Just like the long-running TV series it is adapted from, Shaun the Sheep skews a little younger than Wallace & Gromit, though the cine-literate references to the films of Spielberg, Nolan, Villeneuve, Kubrick et al will definitely keep the older viewers amused. The plot revolves around an alien – the adorable Lu-La – landing on Mossy Bottom Farm. Shaun and the rest of the flock befriend Lu-La and decide to help her return home, but not before getting into some magnificent mischief.
Meanwhile, the farmer (a hilarious and brilliantly realised stop-motion character) wants to cash in on the all the UFO interest in the town, and so sets his dog Bitzer the job of building an alien themed amusement park – Farmageddon. But it’s not all fun and games, as the Ministry of Alien Detection have been sent to investigate the claims of UFO activity, and the despicable Agent Red wants to hunt and capture Lu-La.
Bursting with brilliant sight-gags, and of course, Aardman’s trademark plethora of puns, Farmegeddon is a short, sharp blast of giddy fun. Will Becher and Richard Phelan do a terrific job in what is their directorial debut.

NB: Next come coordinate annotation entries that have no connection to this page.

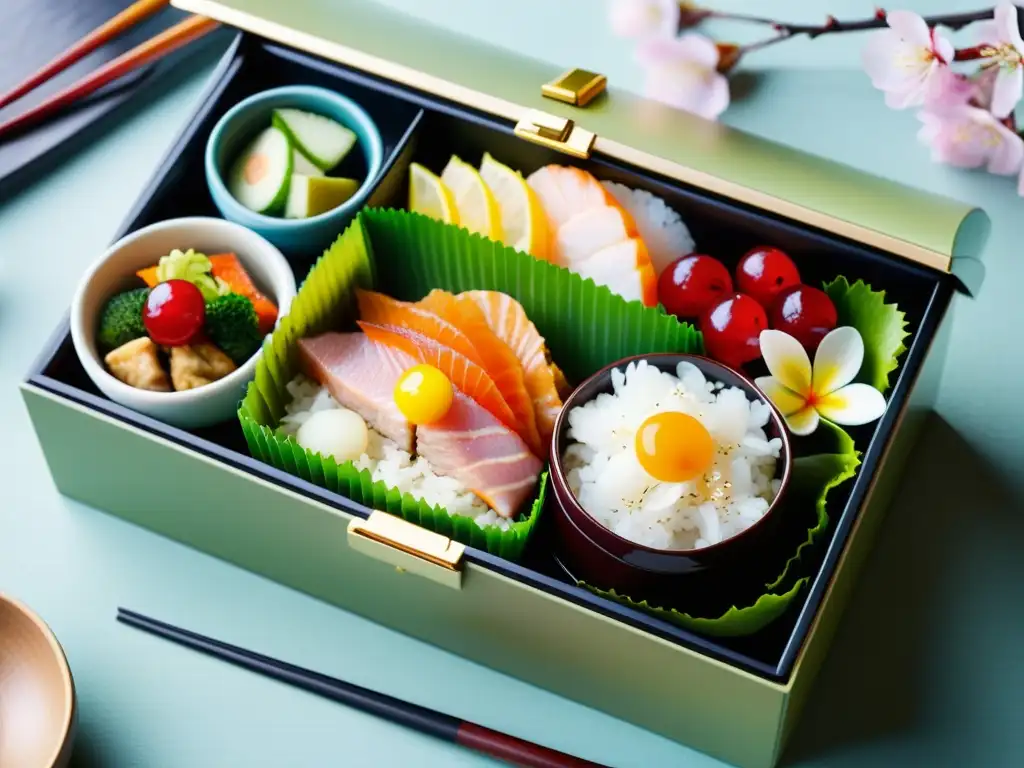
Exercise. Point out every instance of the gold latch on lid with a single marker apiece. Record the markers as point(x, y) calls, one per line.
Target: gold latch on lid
point(409, 548)
point(577, 87)
point(555, 133)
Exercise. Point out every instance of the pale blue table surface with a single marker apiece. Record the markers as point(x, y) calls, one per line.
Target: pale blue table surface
point(927, 670)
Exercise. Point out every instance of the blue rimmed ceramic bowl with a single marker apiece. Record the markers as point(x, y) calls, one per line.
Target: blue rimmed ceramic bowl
point(244, 121)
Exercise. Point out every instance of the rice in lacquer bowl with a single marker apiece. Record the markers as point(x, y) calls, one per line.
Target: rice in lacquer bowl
point(665, 466)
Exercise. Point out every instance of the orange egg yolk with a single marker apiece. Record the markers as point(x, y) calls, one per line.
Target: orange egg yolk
point(423, 394)
point(674, 446)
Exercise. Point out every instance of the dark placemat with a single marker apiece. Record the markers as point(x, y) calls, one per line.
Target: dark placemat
point(32, 33)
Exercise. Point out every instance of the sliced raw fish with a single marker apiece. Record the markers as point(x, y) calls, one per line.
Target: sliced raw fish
point(360, 375)
point(588, 232)
point(508, 320)
point(499, 359)
point(565, 190)
point(471, 445)
point(383, 310)
point(624, 267)
point(462, 372)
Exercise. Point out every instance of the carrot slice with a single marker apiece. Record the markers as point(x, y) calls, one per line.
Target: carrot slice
point(463, 373)
point(227, 267)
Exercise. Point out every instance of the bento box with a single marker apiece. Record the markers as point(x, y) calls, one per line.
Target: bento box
point(538, 574)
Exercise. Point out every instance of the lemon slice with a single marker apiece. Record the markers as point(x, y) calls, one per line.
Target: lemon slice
point(524, 225)
point(429, 196)
point(477, 208)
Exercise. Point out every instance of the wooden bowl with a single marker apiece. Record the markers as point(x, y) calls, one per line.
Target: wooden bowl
point(607, 560)
point(37, 693)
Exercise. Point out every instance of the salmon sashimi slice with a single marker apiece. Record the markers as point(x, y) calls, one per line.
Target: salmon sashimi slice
point(475, 449)
point(360, 375)
point(590, 231)
point(383, 310)
point(499, 360)
point(462, 372)
point(625, 267)
point(564, 192)
point(508, 320)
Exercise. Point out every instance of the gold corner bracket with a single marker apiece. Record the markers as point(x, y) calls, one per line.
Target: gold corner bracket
point(409, 548)
point(556, 133)
point(577, 87)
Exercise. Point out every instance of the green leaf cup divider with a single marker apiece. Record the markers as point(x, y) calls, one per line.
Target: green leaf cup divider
point(407, 255)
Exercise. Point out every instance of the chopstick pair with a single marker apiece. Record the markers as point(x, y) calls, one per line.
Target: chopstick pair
point(157, 47)
point(444, 727)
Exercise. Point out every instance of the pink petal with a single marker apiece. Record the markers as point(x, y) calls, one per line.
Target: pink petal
point(1008, 91)
point(1006, 24)
point(910, 27)
point(698, 49)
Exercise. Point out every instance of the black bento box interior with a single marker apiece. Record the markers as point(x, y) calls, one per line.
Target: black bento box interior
point(430, 130)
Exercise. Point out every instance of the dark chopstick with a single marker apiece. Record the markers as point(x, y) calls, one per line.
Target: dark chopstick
point(157, 47)
point(98, 37)
point(439, 725)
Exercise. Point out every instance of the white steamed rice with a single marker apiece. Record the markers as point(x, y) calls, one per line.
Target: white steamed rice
point(605, 475)
point(660, 227)
point(389, 464)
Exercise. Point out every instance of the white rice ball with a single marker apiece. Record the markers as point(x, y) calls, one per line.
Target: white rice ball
point(603, 472)
point(660, 227)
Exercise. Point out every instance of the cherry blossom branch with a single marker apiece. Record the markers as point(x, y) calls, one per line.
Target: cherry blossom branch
point(691, 15)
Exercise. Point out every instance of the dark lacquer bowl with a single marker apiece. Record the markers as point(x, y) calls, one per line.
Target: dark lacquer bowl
point(600, 557)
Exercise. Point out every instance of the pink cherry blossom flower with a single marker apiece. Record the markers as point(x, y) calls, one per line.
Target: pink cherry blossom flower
point(644, 17)
point(683, 73)
point(1005, 49)
point(903, 59)
point(970, 137)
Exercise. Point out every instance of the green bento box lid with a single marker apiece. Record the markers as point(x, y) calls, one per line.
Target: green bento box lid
point(942, 233)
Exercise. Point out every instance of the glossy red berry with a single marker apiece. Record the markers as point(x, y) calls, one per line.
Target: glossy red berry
point(804, 312)
point(732, 330)
point(174, 312)
point(693, 284)
point(764, 272)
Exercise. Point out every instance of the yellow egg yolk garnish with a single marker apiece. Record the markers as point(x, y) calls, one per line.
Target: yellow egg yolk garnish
point(423, 394)
point(674, 448)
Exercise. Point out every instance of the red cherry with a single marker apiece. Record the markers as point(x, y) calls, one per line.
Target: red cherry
point(174, 312)
point(692, 284)
point(804, 312)
point(732, 329)
point(764, 272)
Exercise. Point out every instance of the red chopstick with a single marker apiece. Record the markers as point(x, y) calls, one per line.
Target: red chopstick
point(99, 36)
point(445, 727)
point(153, 49)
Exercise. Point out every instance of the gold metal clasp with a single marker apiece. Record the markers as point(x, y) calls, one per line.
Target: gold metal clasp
point(409, 548)
point(555, 133)
point(577, 87)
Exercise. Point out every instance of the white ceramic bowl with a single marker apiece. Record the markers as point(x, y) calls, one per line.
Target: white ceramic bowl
point(115, 271)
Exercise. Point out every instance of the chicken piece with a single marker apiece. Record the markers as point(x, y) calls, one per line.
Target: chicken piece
point(137, 365)
point(197, 365)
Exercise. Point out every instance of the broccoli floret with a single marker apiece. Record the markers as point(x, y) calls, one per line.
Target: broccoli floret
point(231, 325)
point(121, 320)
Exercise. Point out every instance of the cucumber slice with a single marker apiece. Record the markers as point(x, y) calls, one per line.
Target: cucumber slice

They have delivered a funny, fast-paced, sweet-natured film, which along the way manages one or two moments of genuine visual genius.
The Blu-ray disc for this release comes with a fun selection of special features. There are two how-to draw the main characters featurettes, with artists from the film taking you through the process step-by-step. There’s also another clip about how to make painted easter eggs.
Lu-La Slime Time teaches kids how to make glittery alien slime, something which I am sure parents are going to love! Next up is How to make Aardman Christmas tree decorations out of clay. It’s all very arts and crafty so far on the disc, and quite frankly, I’m here for it. Things take a more familiar turn with the final two features.
First up is 25 Years of Shaun the Sheep, tracing the history of this lovable character from A Close Shave to Farmageddon. This features interviews with the key creatives at Aardman, including Nick Park. Finally, Making Farmageddon is a fun little behind the scenes clip, which among other things, reveals that the animators and directors act out and film the entire movie before they animate.